The key wickets of Tillakaratne Dilshan, Kumar Sangakarra and Mahela Jayawardene were claimed as Southee and Bracewell reduced the home side to 47-4 when bad light closed play.
With Southee (5-62) and Boult (4-42) finishing off Sri Lanka's first effort with the bat earlier in the day, New Zealand's chances of emerging triumphant appear to lie with the continued success of their seamers.
"Our guys are tall and they present the seam very well," said Hesson. "So, if it's going to swing, they're certainly presenting the seam as well as you can. They're getting anything and everything they can out of the wicket in these conditions."
The Black Caps' chances of success may have been less bright if not for a fighting innings from captain Ross Taylor.
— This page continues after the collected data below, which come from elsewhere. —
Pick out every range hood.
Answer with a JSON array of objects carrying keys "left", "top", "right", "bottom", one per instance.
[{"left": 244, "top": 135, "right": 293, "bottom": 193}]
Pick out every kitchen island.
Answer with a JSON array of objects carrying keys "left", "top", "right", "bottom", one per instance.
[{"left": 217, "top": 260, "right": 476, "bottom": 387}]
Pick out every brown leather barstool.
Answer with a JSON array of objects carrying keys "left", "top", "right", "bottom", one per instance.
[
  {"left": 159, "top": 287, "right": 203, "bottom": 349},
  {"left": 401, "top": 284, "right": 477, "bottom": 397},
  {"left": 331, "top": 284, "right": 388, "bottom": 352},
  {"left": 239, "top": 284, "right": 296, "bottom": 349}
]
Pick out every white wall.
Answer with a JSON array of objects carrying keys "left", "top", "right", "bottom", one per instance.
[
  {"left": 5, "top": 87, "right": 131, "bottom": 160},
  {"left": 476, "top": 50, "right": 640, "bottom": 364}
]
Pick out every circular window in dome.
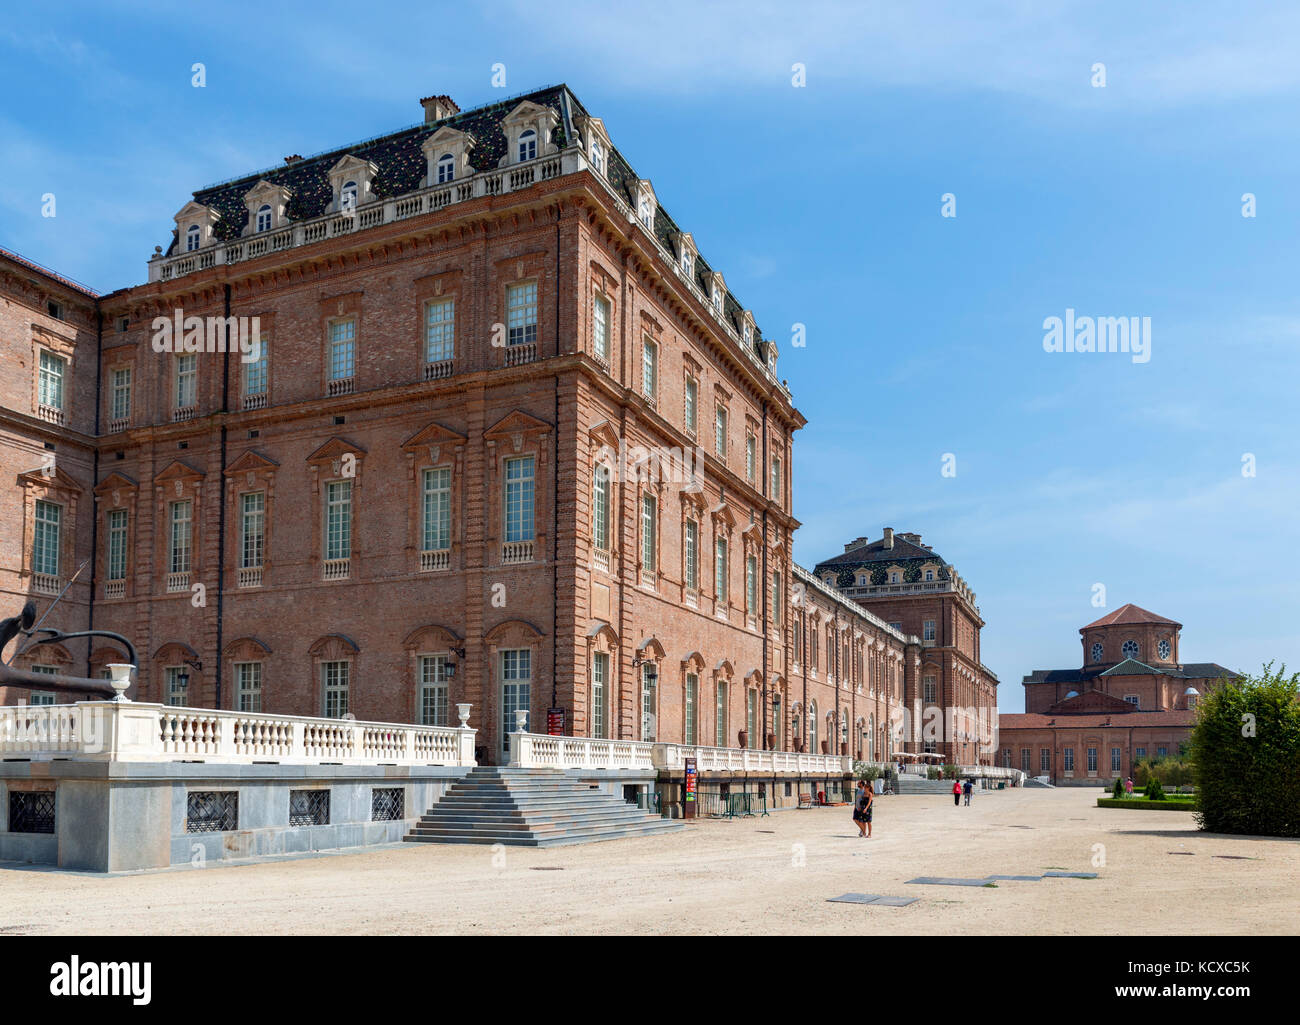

With wickets tumbling around him Taylor backed up his first innings century with 74 invaluable runs, ensuring the batting unit didn't cede the advantage.
Taylor put on 97 for the sixth wicket with debutant Todd Astle (35), averting potential disaster after New Zealand lost three wickets in four balls to slip to 75-5.
Hesson was happy with the batting effort which, despite showing familiar signs of collapse, set Sri Lanka a record fourth innings chase at Colombo.
"Following the batting performance in Galle, we stood up. A number of times we were under pressure in the first innings - and again in the second - and we didn't capitulate, so it was good to see."
But even with a series-tying win within touching distance, Hesson was wary about prematurely popping the champagne corks.
"It's going to be hard work. We've got to turn up [today] prepared to put in six-and-a-half hours of hard graft. We know we're going to have to work for every one of those six wickets and it could take us to [stumps]."